Dados do Banco Central mostram que os governos estaduais fecharam o ano com superávit de apenas 0,04% do PIB (Produto Interno Bruto), o pior desempenho desde 2014 — ano em que houve déficit nas contas regionais.
Informações do Relatório Resumido da Execução Orçamentária dos estados e do Distrito Federal indicam que as despesas avançaram 5,7% acima da inflação, enquanto a receita teve crescimento real de 3,4% no período.
Arrecadação perde força e pressiona contas públicas
O enfraquecimento das finanças estaduais já vinha sendo apontado em dados preliminares do Boletim Fiscal dos Estados, divulgado pelo Comsefaz, comitê que reúne secretários estaduais de Fazenda. Em nota, a entidade afirma que os números de 2025 confirmam uma fase de crescimento mais moderado das receitas.
O ICMS registrou alta real de apenas 2,4% no ano passado, refletindo maior sensibilidade ao ritmo da atividade econômica, ao volume de comercialização e a ajustes regulatórios em setores estratégicos.

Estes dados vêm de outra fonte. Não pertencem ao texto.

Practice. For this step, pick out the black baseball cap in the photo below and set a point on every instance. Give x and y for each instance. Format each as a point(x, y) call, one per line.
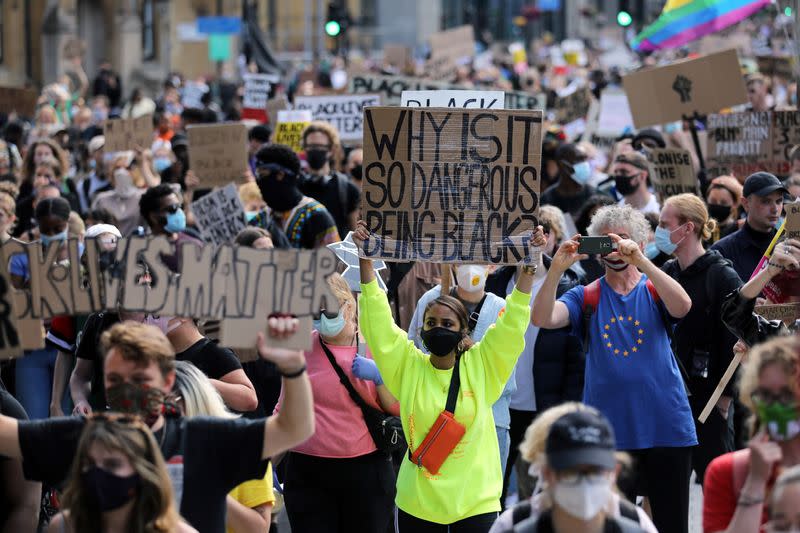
point(762, 184)
point(578, 439)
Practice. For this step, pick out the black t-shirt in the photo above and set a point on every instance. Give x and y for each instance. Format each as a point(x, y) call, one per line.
point(8, 407)
point(339, 195)
point(206, 458)
point(209, 357)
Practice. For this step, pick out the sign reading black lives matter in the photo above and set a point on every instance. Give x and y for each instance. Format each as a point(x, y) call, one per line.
point(345, 112)
point(451, 185)
point(219, 215)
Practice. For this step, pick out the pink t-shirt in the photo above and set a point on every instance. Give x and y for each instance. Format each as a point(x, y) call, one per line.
point(340, 428)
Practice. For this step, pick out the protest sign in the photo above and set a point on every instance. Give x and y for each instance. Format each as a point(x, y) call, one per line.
point(671, 172)
point(19, 100)
point(126, 133)
point(256, 94)
point(704, 85)
point(454, 98)
point(448, 186)
point(289, 130)
point(218, 152)
point(573, 106)
point(391, 87)
point(449, 49)
point(344, 112)
point(219, 215)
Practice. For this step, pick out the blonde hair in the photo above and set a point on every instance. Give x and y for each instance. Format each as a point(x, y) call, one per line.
point(692, 209)
point(554, 217)
point(154, 509)
point(199, 396)
point(249, 192)
point(781, 351)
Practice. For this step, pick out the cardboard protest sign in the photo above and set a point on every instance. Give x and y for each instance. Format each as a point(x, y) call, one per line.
point(704, 85)
point(672, 172)
point(19, 100)
point(787, 313)
point(256, 94)
point(460, 99)
point(344, 112)
point(449, 49)
point(289, 130)
point(391, 87)
point(219, 215)
point(218, 152)
point(574, 106)
point(126, 133)
point(448, 186)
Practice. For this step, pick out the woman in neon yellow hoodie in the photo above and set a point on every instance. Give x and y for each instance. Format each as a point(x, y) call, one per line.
point(465, 494)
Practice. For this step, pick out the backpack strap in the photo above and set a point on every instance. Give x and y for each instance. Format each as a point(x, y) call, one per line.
point(521, 511)
point(591, 299)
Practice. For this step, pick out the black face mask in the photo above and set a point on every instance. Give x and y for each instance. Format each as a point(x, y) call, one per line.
point(720, 213)
point(316, 158)
point(108, 491)
point(280, 195)
point(625, 185)
point(440, 341)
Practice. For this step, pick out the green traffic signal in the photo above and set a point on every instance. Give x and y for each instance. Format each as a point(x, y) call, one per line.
point(332, 28)
point(624, 19)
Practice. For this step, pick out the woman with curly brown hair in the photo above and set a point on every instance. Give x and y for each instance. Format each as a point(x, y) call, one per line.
point(119, 482)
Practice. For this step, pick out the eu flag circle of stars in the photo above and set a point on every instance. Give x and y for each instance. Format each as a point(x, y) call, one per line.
point(639, 332)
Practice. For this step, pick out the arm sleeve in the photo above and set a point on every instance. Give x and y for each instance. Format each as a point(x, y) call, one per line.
point(503, 343)
point(719, 500)
point(48, 447)
point(388, 344)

Segundo o Comsefaz, embora a retomada dos investimentos seja positiva do ponto de vista da infraestrutura, ela exige consistência financeira para evitar o agravamento de fragilidades fiscais em um cenário de receitas mais contidas.
Os investimentos cresceram 11% acima da inflação em 2025, mas ainda representam menos de 10% do total das despesas. Já os gastos com pessoal, que respondem por quase metade do orçamento estadual, avançaram 3,2% em termos reais.
Renegociação de dívidas abriu espaço para novos gastos
Um dos fatores que ampliaram a margem de despesas foi o novo programa de renegociação das dívidas estaduais com a União, o Propag. O acordo reduziu a zero os juros reais da dívida, mediante contrapartidas consideradas brandas por parte dos especialistas.
Com a queda no custo financeiro a partir de 2025, os estados passaram a precisar de um superávit primário menor para cumprir suas obrigações. Na prática, o alívio abriu espaço para expansão de gastos no curto prazo.
Economistas avaliam que a medida representa um estímulo fiscal temporário, mas pode comprometer o equilíbrio estrutural das contas no médio e longo prazos, ao reduzir incentivos para ajustes permanentes.
Além da renegociação, estados com maior disponibilidade de caixa se beneficiaram do aumento das receitas com aplicações financeiras, impulsionadas pela taxa básica de juros, a Selic, mantida em 15% ao ano em 2025.
Receitas financeiras são temporárias e preocupam especialistas
Os rendimentos das aplicações elevaram a receita corrente líquida de parte dos estados, sobretudo nas regiões Sul e Sudeste. No entanto, esses valores não entram no cálculo do resultado primário e são considerados não recorrentes.
Com a expectativa de queda dos juros nos próximos anos, essa fonte de recursos tende a diminuir, reduzindo a folga orçamentária observada em 2025.
Especialistas alertam que, em um cenário de desaceleração contínua da arrecadação tributária e redução das receitas financeiras, a receita corrente líquida pode cair, afetando indicadores de sustentabilidade previstos na Lei de Responsabilidade Fiscal.
O risco é maior para estados com endividamento elevado. São Paulo, Rio de Janeiro, Minas Gerais e Rio Grande do Sul concentram cerca de 90% da dívida estadual com a União, que supera R$ 800 bilhões, segundo o Tesouro Nacional.
Para os próximos anos, o desafio central dos governadores será administrar um ambiente de menor crescimento das receitas, mantendo a prestação de serviços públicos sob regras fiscais mais rigorosas e diante de incertezas econômicas no cenário doméstico e internacional.